The Danish Environment Minister, Esben Lunde Larsen, had to answer to the Parliament on 14 December following questions put to the Government by all the opposition parties. The long list of questions had been drafted two months earlier, prompted by the revelations of Maersk’s shipbreaking practices in South Asia by the Danish investigative journalists, Danwatch, and the daily newspaper Politiken. All opposition parties called on the Danish Government to ensure that Maersk’s end-of-life vessels cannot be broken down in beaching yards.
Apart from a semi-attempt to filibuster by reading out the already available written answers and paraphrasing the Hong Kong Convention, the Minister insisted on quoting technical details and the obligation to follow the law. He was unable to give political direction on how the Government would work to stop Danish companies’ use of the polluting and dangerous beaching practices in South Asia and on Maersk’s threat to swap the Danish flag for a non-EU flag if the EU does not approve ship recycling on the beaches of Alang.
The MPs present, representing the spectrum of Danish opposition political parties (including Social democrat member of parliament, Christian Rabjerg Madsen, and the head of Socialistisk Folkeparti, Pia Olsen Dyhr, as well as Ida Auken from Radikale Venstre, Christian Poll from Alternativet, and Marie Reumert Gjerding from Enhedslisten) and the Chair (Pia Adelsteen from Dankse Folkeparti), incessantly pressed the Minister to answer concrete and direct questions on the Danish government’s position on beaching, Maersk’s threat to flag out, and whether the government is pressing the EU Commission to list beaching yards in Alang on the upcoming EU list of accepted facilities world-wide.
If ships were broken on beaches in Denmark there would be an uproar, the MPs stated. They asked the Minister to outline how he thought safe working conditions and protection from pollution could ever be ensured when dismantling a vessel in the intertidal zone of a beach, and clearly requested the Minister to provide strong political support to end beaching. To all the questions and comments, the Minister however repeatedly appealed to his ignorance about the shipbreaking industry and to the literal text of the EU guidelines under the Ship Recycling Regulation. Whilst the Minister admitted that flagging out to circumvent EU law is not compatible with responsible business practices, he refused to answer how he would make sure that Danish shipping companies only use facilities that are on the upcoming EU List of approved recycling practices, and which is not expected to include facilities that use the beaching method. Clearly, Minister Lunde Larsen, in the two months he had to prepare before the meeting with the MPs, chose to only be briefed by the interested lobby groups who promote beaching practices; most notably the biggest company in Denmark, Maersk.

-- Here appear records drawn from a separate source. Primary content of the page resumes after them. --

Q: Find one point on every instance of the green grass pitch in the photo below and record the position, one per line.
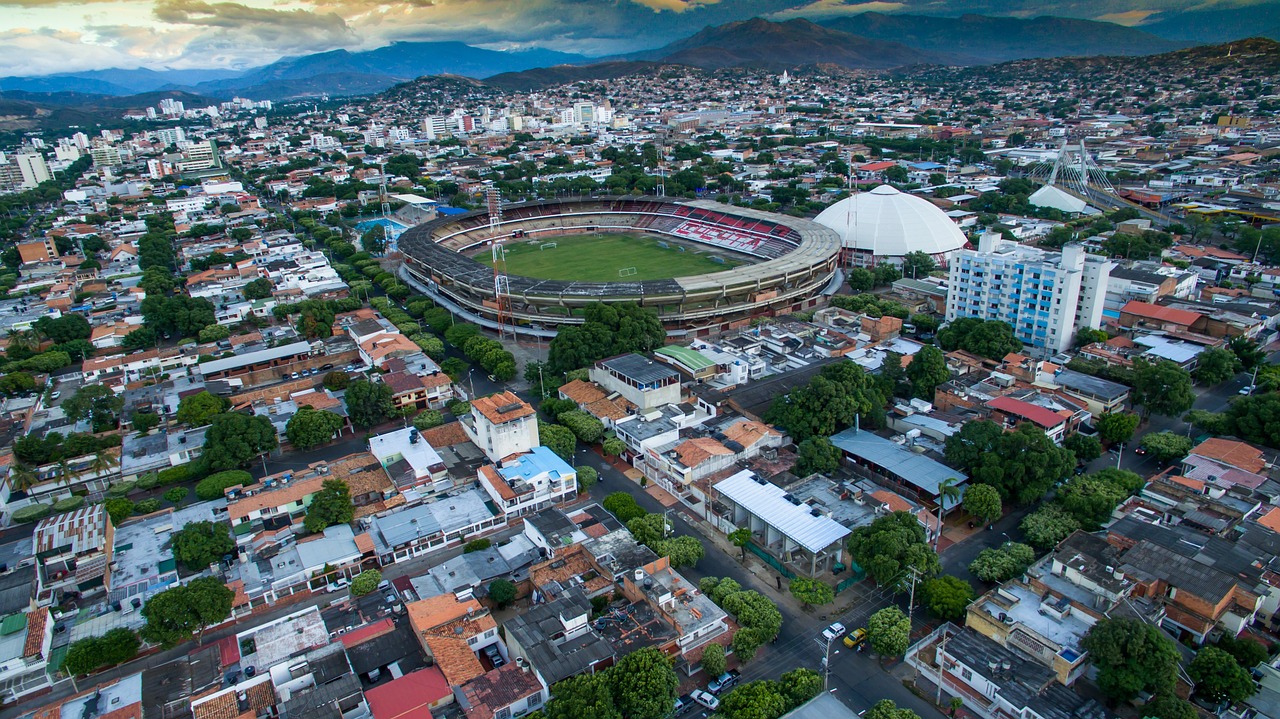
(598, 257)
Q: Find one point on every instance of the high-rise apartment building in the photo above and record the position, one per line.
(1045, 296)
(33, 169)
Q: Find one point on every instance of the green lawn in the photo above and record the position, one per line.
(598, 257)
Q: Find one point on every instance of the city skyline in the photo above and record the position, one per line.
(53, 36)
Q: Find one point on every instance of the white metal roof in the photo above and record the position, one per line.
(771, 503)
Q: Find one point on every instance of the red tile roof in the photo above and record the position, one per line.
(1160, 312)
(1036, 413)
(410, 696)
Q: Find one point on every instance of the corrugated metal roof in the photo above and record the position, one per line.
(913, 468)
(769, 503)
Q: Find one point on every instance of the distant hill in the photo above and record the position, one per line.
(338, 72)
(536, 78)
(982, 39)
(780, 45)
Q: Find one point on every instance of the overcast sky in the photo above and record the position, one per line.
(53, 36)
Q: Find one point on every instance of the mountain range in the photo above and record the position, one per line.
(867, 41)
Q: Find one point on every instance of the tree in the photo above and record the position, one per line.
(257, 289)
(119, 509)
(983, 502)
(1001, 564)
(928, 369)
(87, 655)
(330, 505)
(1166, 447)
(1215, 366)
(96, 403)
(216, 485)
(918, 264)
(1169, 706)
(199, 410)
(1256, 418)
(890, 546)
(888, 632)
(799, 686)
(624, 507)
(176, 614)
(741, 537)
(946, 598)
(558, 439)
(1083, 447)
(1161, 388)
(141, 338)
(644, 685)
(1248, 352)
(1219, 677)
(886, 709)
(502, 592)
(1091, 500)
(613, 447)
(812, 591)
(585, 427)
(369, 403)
(233, 439)
(311, 427)
(365, 582)
(1132, 658)
(817, 456)
(754, 700)
(200, 544)
(1247, 651)
(145, 421)
(1022, 465)
(1116, 427)
(682, 550)
(986, 338)
(1047, 526)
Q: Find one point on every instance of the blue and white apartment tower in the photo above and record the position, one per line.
(1045, 296)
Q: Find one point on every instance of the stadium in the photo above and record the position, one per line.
(703, 266)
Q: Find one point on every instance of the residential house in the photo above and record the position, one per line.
(530, 482)
(501, 425)
(73, 554)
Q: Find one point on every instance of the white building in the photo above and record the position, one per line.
(1045, 296)
(530, 482)
(502, 425)
(33, 169)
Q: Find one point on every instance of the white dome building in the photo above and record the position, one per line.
(885, 224)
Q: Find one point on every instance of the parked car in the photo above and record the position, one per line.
(855, 637)
(705, 699)
(725, 681)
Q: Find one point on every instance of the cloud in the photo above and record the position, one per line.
(673, 5)
(839, 8)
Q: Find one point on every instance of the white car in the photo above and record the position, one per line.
(705, 699)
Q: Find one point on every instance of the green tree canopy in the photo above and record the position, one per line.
(233, 439)
(888, 632)
(311, 427)
(330, 505)
(200, 544)
(890, 546)
(1132, 658)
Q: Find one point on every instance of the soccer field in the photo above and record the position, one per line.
(599, 257)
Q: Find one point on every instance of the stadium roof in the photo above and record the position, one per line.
(782, 512)
(890, 223)
(686, 357)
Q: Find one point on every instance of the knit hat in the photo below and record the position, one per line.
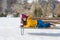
(24, 16)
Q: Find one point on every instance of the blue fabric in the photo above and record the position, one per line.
(42, 24)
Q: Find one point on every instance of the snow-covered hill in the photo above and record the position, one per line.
(10, 30)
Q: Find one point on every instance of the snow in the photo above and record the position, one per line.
(10, 30)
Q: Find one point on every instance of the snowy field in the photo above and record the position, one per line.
(10, 30)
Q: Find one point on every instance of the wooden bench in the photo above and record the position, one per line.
(53, 21)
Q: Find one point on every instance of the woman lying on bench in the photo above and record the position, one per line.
(29, 22)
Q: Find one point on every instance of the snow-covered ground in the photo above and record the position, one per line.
(10, 30)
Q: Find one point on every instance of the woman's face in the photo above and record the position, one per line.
(24, 19)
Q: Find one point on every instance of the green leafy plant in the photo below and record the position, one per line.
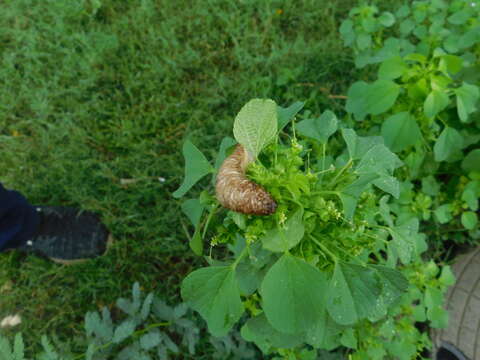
(332, 261)
(150, 329)
(424, 104)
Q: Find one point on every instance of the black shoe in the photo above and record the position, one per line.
(66, 235)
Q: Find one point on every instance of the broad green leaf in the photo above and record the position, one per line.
(387, 19)
(349, 339)
(404, 239)
(384, 210)
(469, 220)
(356, 100)
(283, 238)
(378, 160)
(400, 131)
(353, 293)
(287, 114)
(450, 64)
(447, 277)
(259, 330)
(406, 26)
(471, 162)
(256, 125)
(196, 242)
(435, 102)
(459, 18)
(467, 96)
(430, 186)
(320, 128)
(389, 184)
(349, 195)
(196, 167)
(226, 143)
(249, 278)
(194, 210)
(471, 194)
(392, 68)
(444, 213)
(347, 32)
(381, 96)
(393, 282)
(150, 340)
(358, 146)
(447, 143)
(364, 41)
(293, 294)
(214, 293)
(435, 312)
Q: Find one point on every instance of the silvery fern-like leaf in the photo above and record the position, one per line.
(256, 125)
(5, 349)
(126, 329)
(147, 305)
(18, 347)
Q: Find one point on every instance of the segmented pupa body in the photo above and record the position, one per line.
(236, 192)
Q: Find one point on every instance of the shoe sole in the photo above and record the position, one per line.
(80, 261)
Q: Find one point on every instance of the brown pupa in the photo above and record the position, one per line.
(236, 192)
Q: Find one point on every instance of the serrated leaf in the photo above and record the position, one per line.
(256, 125)
(352, 294)
(214, 293)
(287, 114)
(196, 167)
(320, 128)
(392, 68)
(282, 239)
(447, 143)
(467, 96)
(435, 102)
(400, 131)
(302, 289)
(123, 331)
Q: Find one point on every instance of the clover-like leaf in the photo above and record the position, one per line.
(293, 294)
(320, 128)
(196, 167)
(256, 125)
(213, 292)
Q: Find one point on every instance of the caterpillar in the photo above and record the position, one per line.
(236, 192)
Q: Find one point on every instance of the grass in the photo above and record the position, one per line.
(98, 91)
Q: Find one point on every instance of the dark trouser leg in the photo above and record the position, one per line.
(18, 219)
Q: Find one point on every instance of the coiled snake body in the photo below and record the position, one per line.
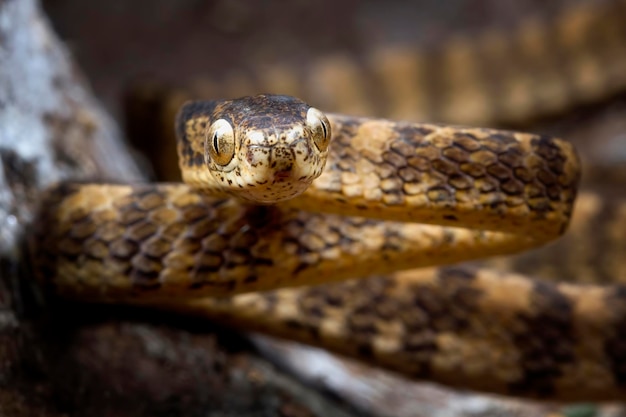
(392, 196)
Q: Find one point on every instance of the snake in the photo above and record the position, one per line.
(379, 196)
(387, 200)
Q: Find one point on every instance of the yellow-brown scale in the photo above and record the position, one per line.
(493, 192)
(499, 332)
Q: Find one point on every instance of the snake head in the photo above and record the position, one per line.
(262, 149)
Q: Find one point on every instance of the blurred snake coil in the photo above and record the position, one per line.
(393, 196)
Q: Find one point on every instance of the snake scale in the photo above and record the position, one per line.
(453, 194)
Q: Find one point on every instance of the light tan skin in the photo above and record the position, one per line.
(498, 332)
(434, 195)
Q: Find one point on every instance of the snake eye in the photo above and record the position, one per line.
(320, 127)
(220, 142)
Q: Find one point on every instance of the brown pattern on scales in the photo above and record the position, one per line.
(510, 76)
(479, 329)
(164, 242)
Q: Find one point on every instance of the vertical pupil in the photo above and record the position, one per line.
(217, 149)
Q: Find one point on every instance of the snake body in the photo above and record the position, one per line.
(452, 193)
(491, 192)
(475, 192)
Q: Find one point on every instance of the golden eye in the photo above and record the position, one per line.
(220, 142)
(320, 127)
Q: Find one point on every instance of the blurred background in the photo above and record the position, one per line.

“It is shocking that the Minister gave no political comment or direction, but rather only contained a copy-pasted quotation fed to him by Maersk. It reveals the lack of political backbone when we see that Maersk is in such a powerful position to issue statements on behalf of the Danish government and that the Minister seems to believe this is acceptable,” said Ingvild Jenssen, Policy Director of the NGO Shipbreaking Platform.

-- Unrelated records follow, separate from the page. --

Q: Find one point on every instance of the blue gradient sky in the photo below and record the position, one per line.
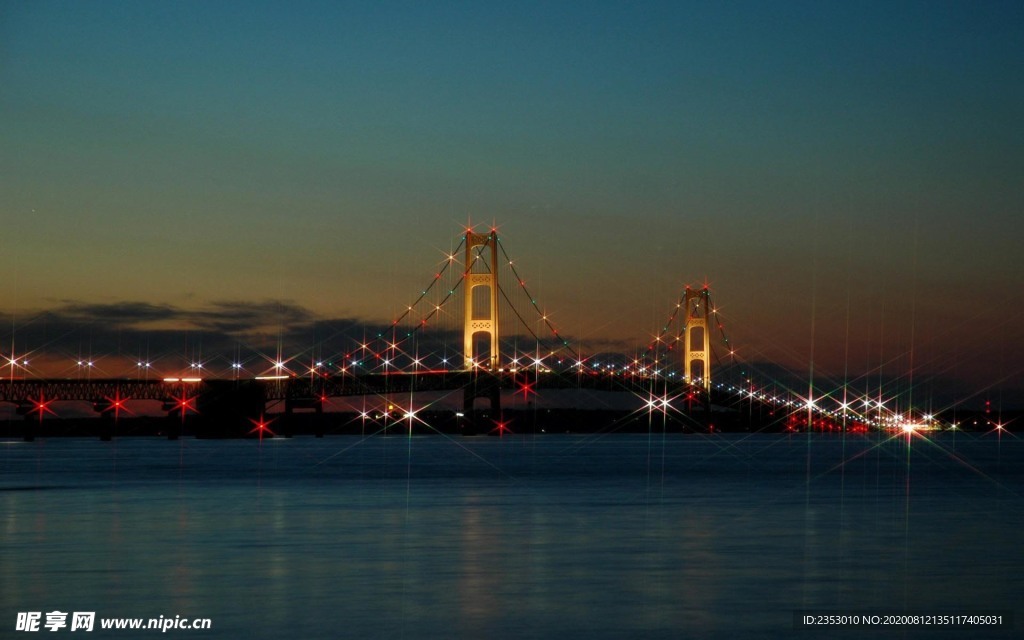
(848, 176)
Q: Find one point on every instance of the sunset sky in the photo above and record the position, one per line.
(848, 177)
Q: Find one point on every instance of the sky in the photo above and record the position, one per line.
(846, 176)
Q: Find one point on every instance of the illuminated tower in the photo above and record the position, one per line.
(481, 315)
(696, 349)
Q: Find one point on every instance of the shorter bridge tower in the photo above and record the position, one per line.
(696, 348)
(480, 317)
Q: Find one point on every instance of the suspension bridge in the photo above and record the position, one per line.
(475, 330)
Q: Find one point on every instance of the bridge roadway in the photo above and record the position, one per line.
(32, 392)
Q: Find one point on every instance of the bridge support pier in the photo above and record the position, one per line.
(485, 386)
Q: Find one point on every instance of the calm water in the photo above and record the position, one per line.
(545, 537)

The insistent drilling by the MPs to the Minister on the government’s position on beaching left no time for Esben Lunde Larsen to answer all questions. The MPs would have particularly liked to go into more depth on issues related to the government policy to enhance the ship recycling industry in Denmark, and crucially on the government’s engagement to investigate on the illegal export of the Maersk-owned oil production and storage tanker, North Sea Producer, from the UK to Bangladesh. At the end of the meeting, Pia Olsen Dyhr (SF) called for another meeting with the Minister to discuss these issues more in detail.